Тут, правда, Коростылев все взял на себя, да и Гаврила Пантелеймонович ему помог, — в общем все орехи на них посыпались. А Дрылю что?. Ему сотня из фонда премирования отвалилась. Получив ее, он попросил Басова:
«Вы, Никита Леонтьевич, напишите на бумажке, что, мол, это Дрылю Лексей Лексеичу за ледяной мост на Сиговом награда…»
«Зачем же на деньгах?» — уже отойдя сердцем, удивился Никита.
«Э-э, не в деньгах счастье! — слукавил Дрыль. — Я эту память в рамке на стенку повешу…»

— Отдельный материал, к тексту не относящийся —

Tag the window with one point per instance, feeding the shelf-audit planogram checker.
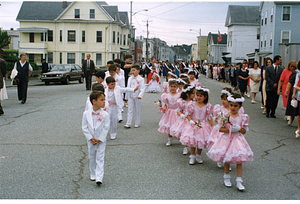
(31, 37)
(71, 35)
(286, 13)
(266, 18)
(82, 57)
(285, 36)
(99, 36)
(83, 36)
(71, 58)
(31, 57)
(77, 13)
(98, 59)
(114, 36)
(50, 57)
(50, 35)
(92, 13)
(272, 12)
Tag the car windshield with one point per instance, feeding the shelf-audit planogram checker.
(60, 68)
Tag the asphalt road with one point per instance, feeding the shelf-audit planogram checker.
(43, 153)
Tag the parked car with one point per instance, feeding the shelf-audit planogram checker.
(63, 73)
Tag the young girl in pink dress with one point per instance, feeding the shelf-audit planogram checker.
(169, 109)
(196, 134)
(193, 80)
(231, 147)
(187, 95)
(166, 84)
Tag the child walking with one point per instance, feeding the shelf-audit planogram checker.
(115, 100)
(95, 126)
(232, 147)
(169, 109)
(134, 99)
(195, 136)
(187, 95)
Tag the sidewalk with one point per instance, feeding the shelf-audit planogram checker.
(32, 82)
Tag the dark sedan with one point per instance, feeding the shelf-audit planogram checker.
(63, 73)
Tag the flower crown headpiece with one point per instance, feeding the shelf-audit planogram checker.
(174, 75)
(237, 100)
(203, 89)
(181, 81)
(185, 75)
(188, 88)
(226, 92)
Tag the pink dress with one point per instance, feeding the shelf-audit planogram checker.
(191, 136)
(169, 117)
(196, 83)
(166, 87)
(215, 133)
(232, 147)
(284, 77)
(180, 124)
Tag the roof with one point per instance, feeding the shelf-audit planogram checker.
(40, 10)
(245, 15)
(214, 37)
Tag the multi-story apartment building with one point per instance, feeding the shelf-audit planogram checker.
(65, 32)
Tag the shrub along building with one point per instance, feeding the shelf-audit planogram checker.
(64, 32)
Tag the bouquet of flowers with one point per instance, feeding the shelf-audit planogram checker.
(198, 124)
(223, 119)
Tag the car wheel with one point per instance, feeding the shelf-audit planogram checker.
(81, 80)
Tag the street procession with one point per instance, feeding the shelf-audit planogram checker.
(92, 112)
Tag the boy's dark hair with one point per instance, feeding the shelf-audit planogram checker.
(112, 68)
(128, 56)
(184, 95)
(100, 74)
(95, 95)
(117, 61)
(110, 79)
(97, 87)
(203, 93)
(110, 62)
(137, 67)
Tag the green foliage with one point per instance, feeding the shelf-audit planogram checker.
(4, 39)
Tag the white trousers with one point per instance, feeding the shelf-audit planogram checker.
(96, 156)
(134, 104)
(113, 115)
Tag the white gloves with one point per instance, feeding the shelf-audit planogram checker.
(192, 122)
(235, 128)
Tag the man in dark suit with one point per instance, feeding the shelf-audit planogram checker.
(272, 76)
(88, 70)
(2, 75)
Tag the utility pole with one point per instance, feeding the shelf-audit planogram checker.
(147, 24)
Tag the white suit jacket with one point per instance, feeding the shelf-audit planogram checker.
(101, 128)
(118, 95)
(133, 83)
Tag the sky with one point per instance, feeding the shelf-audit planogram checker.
(176, 22)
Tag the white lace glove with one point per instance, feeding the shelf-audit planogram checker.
(192, 122)
(235, 128)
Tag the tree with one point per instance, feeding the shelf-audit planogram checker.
(4, 39)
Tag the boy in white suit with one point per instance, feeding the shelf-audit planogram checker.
(115, 100)
(134, 99)
(95, 126)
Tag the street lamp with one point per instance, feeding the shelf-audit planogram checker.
(198, 43)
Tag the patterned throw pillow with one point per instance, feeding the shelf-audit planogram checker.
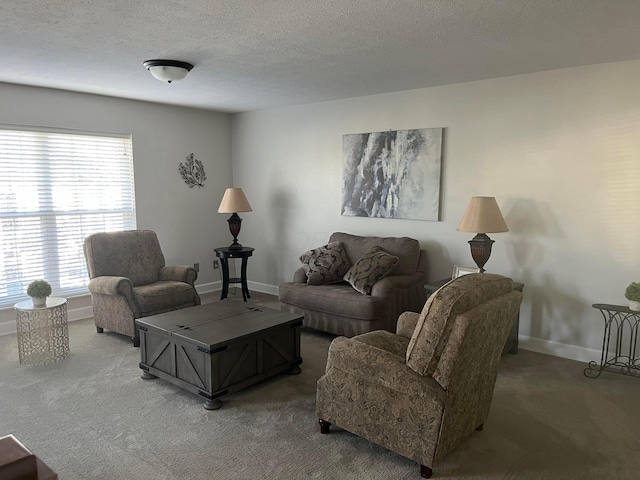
(374, 265)
(326, 264)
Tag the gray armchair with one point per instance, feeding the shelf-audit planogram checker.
(129, 280)
(422, 391)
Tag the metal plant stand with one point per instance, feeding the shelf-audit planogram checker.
(621, 327)
(43, 335)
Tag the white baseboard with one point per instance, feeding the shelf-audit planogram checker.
(263, 288)
(572, 352)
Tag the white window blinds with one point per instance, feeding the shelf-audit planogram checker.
(55, 189)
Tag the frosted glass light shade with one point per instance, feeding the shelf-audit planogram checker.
(234, 201)
(168, 70)
(483, 216)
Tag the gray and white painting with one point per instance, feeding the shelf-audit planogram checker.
(394, 174)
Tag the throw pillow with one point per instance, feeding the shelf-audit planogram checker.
(326, 264)
(373, 266)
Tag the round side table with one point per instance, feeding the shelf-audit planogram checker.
(224, 254)
(43, 334)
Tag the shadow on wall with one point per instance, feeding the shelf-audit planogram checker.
(555, 311)
(439, 264)
(280, 206)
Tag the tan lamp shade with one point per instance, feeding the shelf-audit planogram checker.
(234, 201)
(483, 216)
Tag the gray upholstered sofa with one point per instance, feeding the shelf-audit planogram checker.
(422, 391)
(129, 280)
(340, 309)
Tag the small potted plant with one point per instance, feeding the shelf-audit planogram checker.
(632, 293)
(39, 290)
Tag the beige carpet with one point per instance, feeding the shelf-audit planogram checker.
(92, 417)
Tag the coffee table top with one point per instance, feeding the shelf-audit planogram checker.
(216, 324)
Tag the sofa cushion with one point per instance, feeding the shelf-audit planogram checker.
(338, 299)
(326, 264)
(440, 310)
(406, 249)
(163, 295)
(371, 267)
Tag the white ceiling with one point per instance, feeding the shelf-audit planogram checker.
(252, 54)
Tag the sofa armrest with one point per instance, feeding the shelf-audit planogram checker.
(299, 276)
(375, 365)
(179, 273)
(384, 286)
(407, 324)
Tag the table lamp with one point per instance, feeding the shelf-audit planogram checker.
(482, 216)
(233, 202)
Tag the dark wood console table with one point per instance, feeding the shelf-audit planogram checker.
(512, 342)
(624, 359)
(224, 254)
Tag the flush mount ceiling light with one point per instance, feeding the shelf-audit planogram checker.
(168, 70)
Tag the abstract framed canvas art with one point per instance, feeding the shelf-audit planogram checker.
(393, 174)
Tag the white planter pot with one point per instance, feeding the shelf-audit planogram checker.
(39, 301)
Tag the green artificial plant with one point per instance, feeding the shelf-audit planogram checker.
(39, 289)
(633, 292)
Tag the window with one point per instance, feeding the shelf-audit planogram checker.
(57, 187)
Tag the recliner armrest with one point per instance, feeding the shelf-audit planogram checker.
(108, 285)
(376, 365)
(407, 324)
(111, 285)
(179, 273)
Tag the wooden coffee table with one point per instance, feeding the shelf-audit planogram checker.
(219, 348)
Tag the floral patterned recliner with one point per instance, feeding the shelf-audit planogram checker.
(422, 391)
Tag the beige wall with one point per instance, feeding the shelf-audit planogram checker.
(185, 219)
(559, 150)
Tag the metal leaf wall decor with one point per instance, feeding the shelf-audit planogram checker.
(193, 172)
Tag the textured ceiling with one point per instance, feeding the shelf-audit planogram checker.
(250, 55)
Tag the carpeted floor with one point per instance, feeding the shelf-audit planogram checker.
(92, 417)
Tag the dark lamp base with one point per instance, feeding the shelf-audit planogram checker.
(481, 249)
(235, 222)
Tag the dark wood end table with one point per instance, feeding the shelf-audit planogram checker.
(224, 254)
(512, 341)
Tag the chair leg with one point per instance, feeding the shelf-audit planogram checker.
(324, 426)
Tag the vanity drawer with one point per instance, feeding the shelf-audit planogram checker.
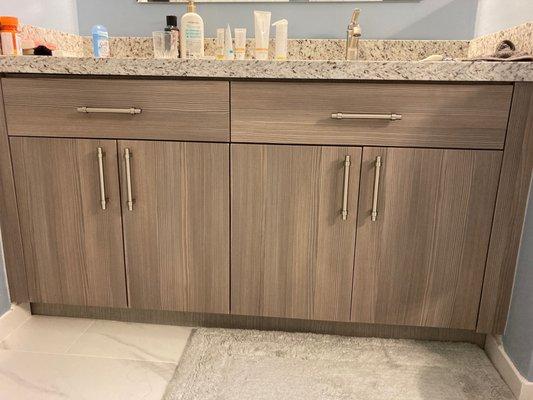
(432, 115)
(169, 110)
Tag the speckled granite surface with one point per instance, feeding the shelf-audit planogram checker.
(380, 60)
(465, 71)
(309, 49)
(68, 44)
(521, 36)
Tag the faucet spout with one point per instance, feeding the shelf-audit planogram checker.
(353, 34)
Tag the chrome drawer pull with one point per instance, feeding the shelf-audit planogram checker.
(96, 110)
(347, 164)
(386, 117)
(376, 189)
(103, 199)
(129, 201)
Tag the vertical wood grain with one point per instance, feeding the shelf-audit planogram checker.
(177, 236)
(292, 254)
(73, 248)
(513, 192)
(422, 262)
(9, 220)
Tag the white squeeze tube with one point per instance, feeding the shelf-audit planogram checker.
(262, 34)
(281, 39)
(228, 45)
(221, 32)
(240, 43)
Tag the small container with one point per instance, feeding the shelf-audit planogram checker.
(9, 36)
(166, 44)
(262, 34)
(240, 43)
(281, 39)
(172, 26)
(229, 54)
(219, 54)
(101, 48)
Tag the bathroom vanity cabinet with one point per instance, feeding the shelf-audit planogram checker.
(382, 203)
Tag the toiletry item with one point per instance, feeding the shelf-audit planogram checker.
(282, 27)
(28, 47)
(221, 33)
(166, 44)
(240, 43)
(192, 33)
(42, 50)
(9, 36)
(262, 34)
(174, 36)
(228, 45)
(101, 48)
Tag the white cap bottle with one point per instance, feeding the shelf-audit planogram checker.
(192, 33)
(282, 27)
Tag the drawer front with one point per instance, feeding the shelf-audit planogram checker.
(170, 110)
(432, 115)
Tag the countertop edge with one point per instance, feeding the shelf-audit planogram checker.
(443, 71)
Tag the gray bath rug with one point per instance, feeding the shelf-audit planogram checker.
(227, 364)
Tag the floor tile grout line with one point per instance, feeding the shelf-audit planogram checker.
(74, 355)
(79, 336)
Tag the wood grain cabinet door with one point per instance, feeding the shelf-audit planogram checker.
(177, 231)
(421, 262)
(292, 252)
(72, 246)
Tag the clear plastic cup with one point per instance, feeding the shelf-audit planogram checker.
(166, 44)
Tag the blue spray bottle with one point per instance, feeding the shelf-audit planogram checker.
(100, 42)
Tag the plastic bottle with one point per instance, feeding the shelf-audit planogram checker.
(101, 47)
(192, 33)
(9, 36)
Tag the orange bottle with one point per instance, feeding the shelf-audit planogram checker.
(9, 27)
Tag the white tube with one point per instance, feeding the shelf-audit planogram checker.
(240, 43)
(219, 55)
(228, 45)
(281, 39)
(262, 34)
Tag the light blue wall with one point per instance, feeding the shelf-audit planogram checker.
(518, 338)
(427, 19)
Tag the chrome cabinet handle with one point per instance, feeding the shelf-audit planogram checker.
(347, 164)
(127, 158)
(377, 173)
(387, 117)
(96, 110)
(103, 199)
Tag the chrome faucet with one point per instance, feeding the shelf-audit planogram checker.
(353, 35)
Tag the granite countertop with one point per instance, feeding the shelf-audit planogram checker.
(391, 60)
(462, 71)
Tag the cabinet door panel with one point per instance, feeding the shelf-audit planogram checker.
(177, 235)
(292, 254)
(422, 261)
(73, 248)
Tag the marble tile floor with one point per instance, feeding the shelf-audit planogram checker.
(48, 358)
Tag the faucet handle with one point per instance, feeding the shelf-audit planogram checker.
(355, 17)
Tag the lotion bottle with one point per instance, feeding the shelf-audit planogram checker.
(192, 33)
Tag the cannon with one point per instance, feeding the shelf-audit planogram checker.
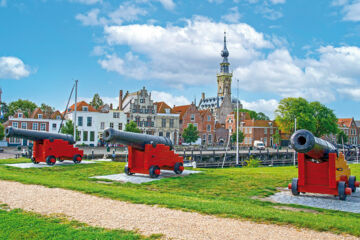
(48, 146)
(321, 168)
(147, 154)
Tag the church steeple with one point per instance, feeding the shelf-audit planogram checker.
(224, 77)
(224, 66)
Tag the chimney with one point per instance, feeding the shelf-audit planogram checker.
(120, 100)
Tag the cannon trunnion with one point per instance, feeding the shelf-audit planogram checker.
(321, 169)
(147, 154)
(48, 147)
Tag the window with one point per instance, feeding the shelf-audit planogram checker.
(171, 123)
(89, 121)
(80, 121)
(92, 136)
(85, 133)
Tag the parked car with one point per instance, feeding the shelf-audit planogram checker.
(259, 145)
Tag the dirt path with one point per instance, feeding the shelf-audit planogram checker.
(174, 224)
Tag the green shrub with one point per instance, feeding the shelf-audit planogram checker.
(252, 162)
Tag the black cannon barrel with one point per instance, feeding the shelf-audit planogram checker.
(36, 135)
(304, 141)
(135, 140)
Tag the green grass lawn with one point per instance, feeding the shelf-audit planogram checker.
(17, 224)
(223, 192)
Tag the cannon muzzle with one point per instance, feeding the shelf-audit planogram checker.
(303, 141)
(37, 135)
(135, 140)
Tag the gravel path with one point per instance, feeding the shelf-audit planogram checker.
(174, 224)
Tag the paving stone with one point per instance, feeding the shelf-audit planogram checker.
(351, 204)
(143, 178)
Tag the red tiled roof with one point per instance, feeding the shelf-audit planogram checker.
(345, 121)
(161, 106)
(181, 110)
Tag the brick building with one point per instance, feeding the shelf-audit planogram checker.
(37, 121)
(258, 130)
(167, 122)
(350, 128)
(203, 120)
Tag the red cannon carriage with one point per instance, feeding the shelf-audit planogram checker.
(147, 154)
(321, 169)
(48, 146)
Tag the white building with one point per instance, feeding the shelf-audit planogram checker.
(91, 123)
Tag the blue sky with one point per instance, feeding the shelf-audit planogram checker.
(278, 48)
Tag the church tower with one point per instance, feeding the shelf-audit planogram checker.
(224, 77)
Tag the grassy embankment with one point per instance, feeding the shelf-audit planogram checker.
(223, 192)
(17, 224)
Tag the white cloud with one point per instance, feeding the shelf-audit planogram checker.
(168, 98)
(13, 68)
(336, 68)
(124, 13)
(168, 4)
(233, 16)
(180, 56)
(3, 3)
(277, 1)
(261, 105)
(88, 2)
(352, 11)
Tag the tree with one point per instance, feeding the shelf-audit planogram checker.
(132, 127)
(341, 137)
(190, 134)
(68, 128)
(325, 120)
(4, 112)
(97, 101)
(313, 116)
(25, 106)
(241, 137)
(47, 110)
(291, 108)
(2, 133)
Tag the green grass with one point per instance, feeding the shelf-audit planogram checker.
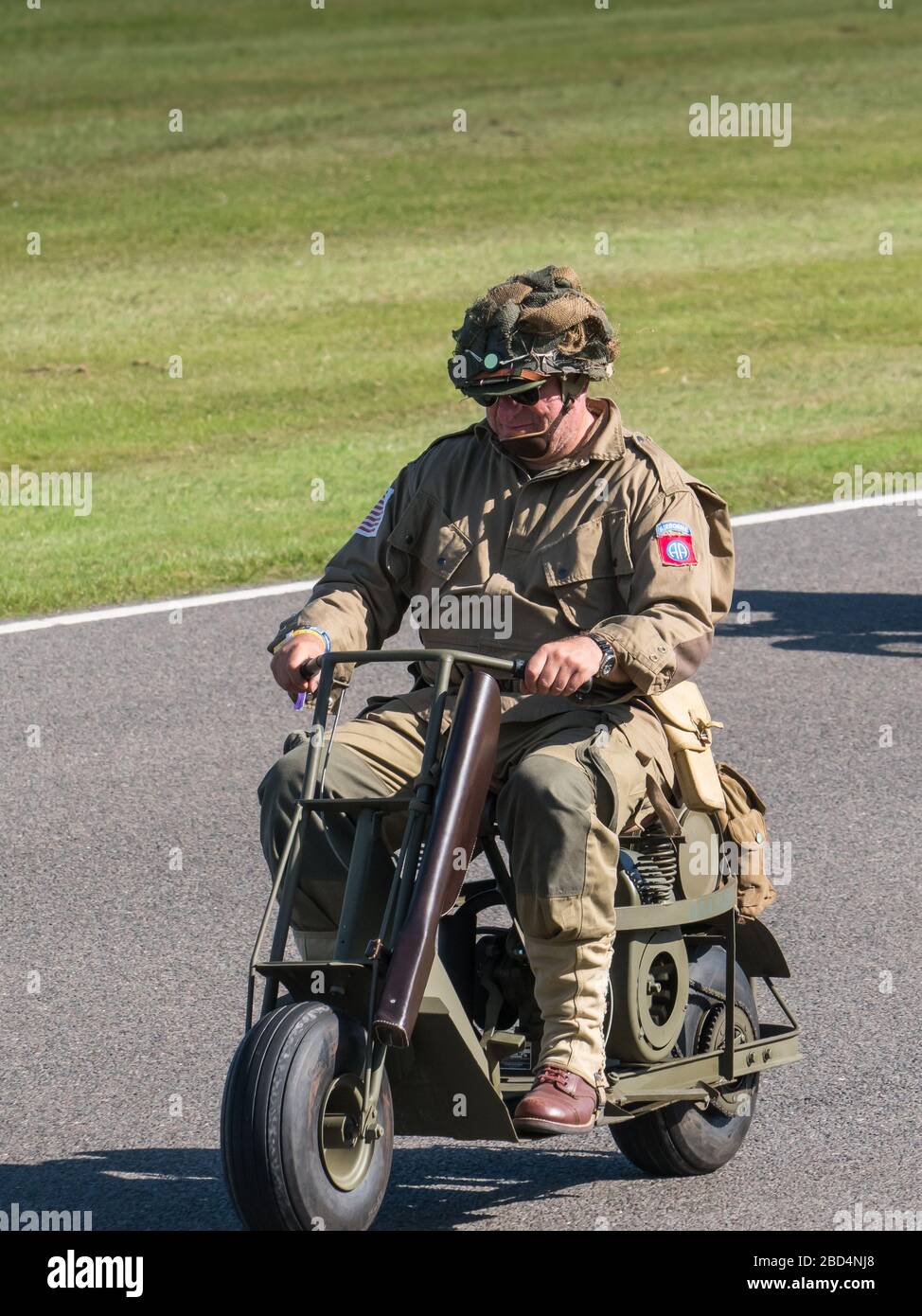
(300, 367)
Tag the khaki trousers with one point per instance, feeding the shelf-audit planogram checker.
(568, 779)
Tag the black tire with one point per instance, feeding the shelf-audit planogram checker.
(279, 1171)
(681, 1139)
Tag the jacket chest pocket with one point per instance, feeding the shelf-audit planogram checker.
(425, 546)
(588, 570)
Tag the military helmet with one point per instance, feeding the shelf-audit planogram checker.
(533, 326)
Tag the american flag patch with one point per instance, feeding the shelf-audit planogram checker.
(372, 523)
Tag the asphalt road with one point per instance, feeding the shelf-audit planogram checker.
(152, 736)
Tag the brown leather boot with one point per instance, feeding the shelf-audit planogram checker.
(559, 1102)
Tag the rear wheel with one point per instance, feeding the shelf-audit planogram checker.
(290, 1124)
(681, 1139)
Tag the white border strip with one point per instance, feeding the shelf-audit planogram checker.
(846, 505)
(141, 610)
(264, 591)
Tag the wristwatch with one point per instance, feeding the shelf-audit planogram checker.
(610, 655)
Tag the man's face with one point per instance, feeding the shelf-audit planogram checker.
(510, 418)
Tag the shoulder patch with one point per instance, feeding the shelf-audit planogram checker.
(675, 543)
(371, 524)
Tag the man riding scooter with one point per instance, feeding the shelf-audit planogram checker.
(604, 560)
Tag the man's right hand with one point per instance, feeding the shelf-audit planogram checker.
(287, 662)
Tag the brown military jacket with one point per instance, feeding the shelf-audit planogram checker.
(495, 559)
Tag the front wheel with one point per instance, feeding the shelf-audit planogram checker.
(290, 1124)
(681, 1139)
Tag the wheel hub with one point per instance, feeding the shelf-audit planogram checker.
(346, 1154)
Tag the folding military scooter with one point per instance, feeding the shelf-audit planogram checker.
(417, 1016)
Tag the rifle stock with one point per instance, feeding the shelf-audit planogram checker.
(465, 779)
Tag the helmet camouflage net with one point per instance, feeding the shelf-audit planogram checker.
(533, 326)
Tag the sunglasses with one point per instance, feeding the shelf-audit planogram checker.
(529, 398)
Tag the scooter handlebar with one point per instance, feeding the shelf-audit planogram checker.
(310, 667)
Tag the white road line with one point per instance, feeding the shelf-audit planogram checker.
(139, 610)
(264, 591)
(846, 505)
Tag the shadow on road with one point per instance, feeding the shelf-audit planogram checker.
(133, 1188)
(435, 1187)
(883, 624)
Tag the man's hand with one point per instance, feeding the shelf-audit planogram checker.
(287, 661)
(561, 667)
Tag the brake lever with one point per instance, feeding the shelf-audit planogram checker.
(308, 668)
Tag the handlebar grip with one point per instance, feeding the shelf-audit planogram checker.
(519, 671)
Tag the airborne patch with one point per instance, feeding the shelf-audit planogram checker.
(372, 522)
(676, 547)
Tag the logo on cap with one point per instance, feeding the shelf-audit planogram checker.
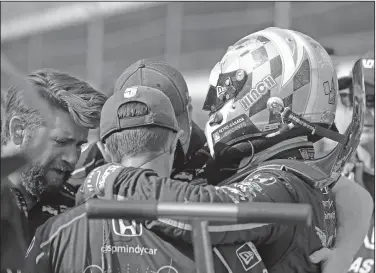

Так Дрыль еще и почетную грамоту выхлопотал себе у догадливого Никиты Леонтьевича. А остряки — вот ведь странные люди, ни одного случая не пропустят из жизни замечательного человека! — утверждали потом, что это не Дрыль, а Клавдя его приходила к главному инженеру и заявила тому: деньги, дескать, растают, как и мост ваш весной, а зачем же моему рисковать было, если даже памяти никакой?! А Басов вроде пообещал ей с Дрылем путевку на Черное море. На память… Путевку-то дали, и как раз на сентябрь, а Дрыль потребовал: на октябрь переделывайте или на ноябрь, потому что пока перекрытие не пройдет, никуда он не поедет!..
Впрочем, посмеиваясь, думал обо всем этом Гаврила Пантелеймонович, зряшный человек не стал бы искать «гарантию» ни на мосту, ни под мостом. А Дрыль… Ему верить можно!
…За размышлениями дорога казалась Гавриле Пантелеймоновичу короче, да и легче, несмотря на то, что путь в гору. Вот уже около часу добирался он от Порога к гаражам своей колонны. Прохладно. После недавнего, остывающего осеннего тепла заморозки охватили, кажется, не только землю, но и небо, и в морозной вышине звезды застывают в ровном мерцании — не сразу определишь, какая дальняя, где ближняя. Трудно угадать перспективу, оттого и светает так медленно и долго, словно само человеческое терпение испытывается в этом борении тьмы со светом.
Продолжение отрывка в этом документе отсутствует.